Mediation infrastructure

Context Mediation is a technique used for integration of heterogeneous components. Lately, mediation have often been referred to as a layer residing between the end-user (client) and information sources; A mediator enables the user to interact with a source whose interface he does not know and helps the source understand queries expressed in a language not directly supported by the source. In this paper we adhere to the original definition of mediation as a "dynamic interface function" [Wie92]. Thus, in general, mediation can be seen as information brokering over a broad variety of distributed, heterogeneous and autonomous components.

To make the mediation task manageable, so-called wrappers are placed between mediators and information (re)sources. Wrappers shield mediators from some aspects of heterogeneity inherent in information souces. Task distribution between wrappers and mediators can be organized in different ways. The decision to be made is which part of heterogeneity has to be hidden from mediators. Wrapper design requires profound knowledge of the native interface of a component. Hence, wrappers often have to be written by the component's vendors. Therefore, it is crucial to simplify wrapper design by putting only minimal requirements on their interfaces [RS97].

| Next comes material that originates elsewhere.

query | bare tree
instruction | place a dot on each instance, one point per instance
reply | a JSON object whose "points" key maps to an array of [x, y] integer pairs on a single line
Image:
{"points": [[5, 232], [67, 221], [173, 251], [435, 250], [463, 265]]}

Canonical wrapper Bearing this requirement in mind, task separation between wrappers and mediators in our framework is achieved in the following way. Wrappers provide uniform interface to components using generic representation of their protocols, languages and data as described in (Sec). We call such wrappers canonical. Canonical wrappers have no commitment to common data models and languages. Moreover, their design and implementation can be carried out in a relatively straight-forward way. Canonical wrappers are not required to provide capabilities reaching beyond that of components they serve. In particular, they do not need to perform postprocessing of queries, join calculations, provide transaction or security context etc. Roughly speaking, canonical wrappers deal with syntactic heterogeneity aspects of protocols, languages and data whereas mediators tackle semantic heterogeneity.

Let us consider a simple example of how a canonical wrapper can be constructed out of a given interface description. Assume, MyCorp Inc. offers a digital library service for a number of repositories including a collection on Popular Science (PS). The search interface to the library is described as follows in CORBA/IDL:

struct BibRec {
    String handle;
    String title;
    String creator;
};
typedef sequence<BibRec> BibRecList;

BibRecList search(in String collection, in String query, in long limit);

This search interface combines protocol, language and data characteristics. The library is accessed via synchronous calls (protocol feature) submitting a query (language feature) which return bibliographic fields of found items (data feature). The search method is called with three parameters: a collection identifier, a query expressed in a fixed query language and the maximal number of results to deliver. Assume, a search request

search("PS", "Darwin AND machine", 2)

returns a list of two structures:

{ ("ISBN 1-85702-308-0", "Out of Control", "Kevin Kelly"),
("MYCORP 1923-543", "Darwin Among the Machines", "Samuel Batler") }

(Fig) demonstrates a possible generic representation of this interaction as interfaced by a canonical wrapper. The collection identifier ("PS") is not represented as a literal but rather as a resource meeting the requirement of identifiability of persistent objects. The search query is decomposed in a structured representation, too. The "handle" attribute of digital objects returned by the library service is not needed any more since it is replaced by the corresponding resources.

Generic representation used by a canonical wrapper

Using generic representation only a minimal translation effort by the wrapper is required. Chiefly, it maps data structures between the native and the generic representation and recomposes language expressions into a string. Since the generic representation can be freely chosen by wrapper designer, it can be optimized to perform data structure mapping efficiently. Although recomposition of language expressions introduces some additional work, it can significantly simplify translation done by mediators. Besides that, structured language expressions can be preprocessed by the wrapper. For example, it can make sure the component gets a query which does not contain unsupported or forbidden operator combinations^3*. Generally, making string out of structure is much easier than the other way round.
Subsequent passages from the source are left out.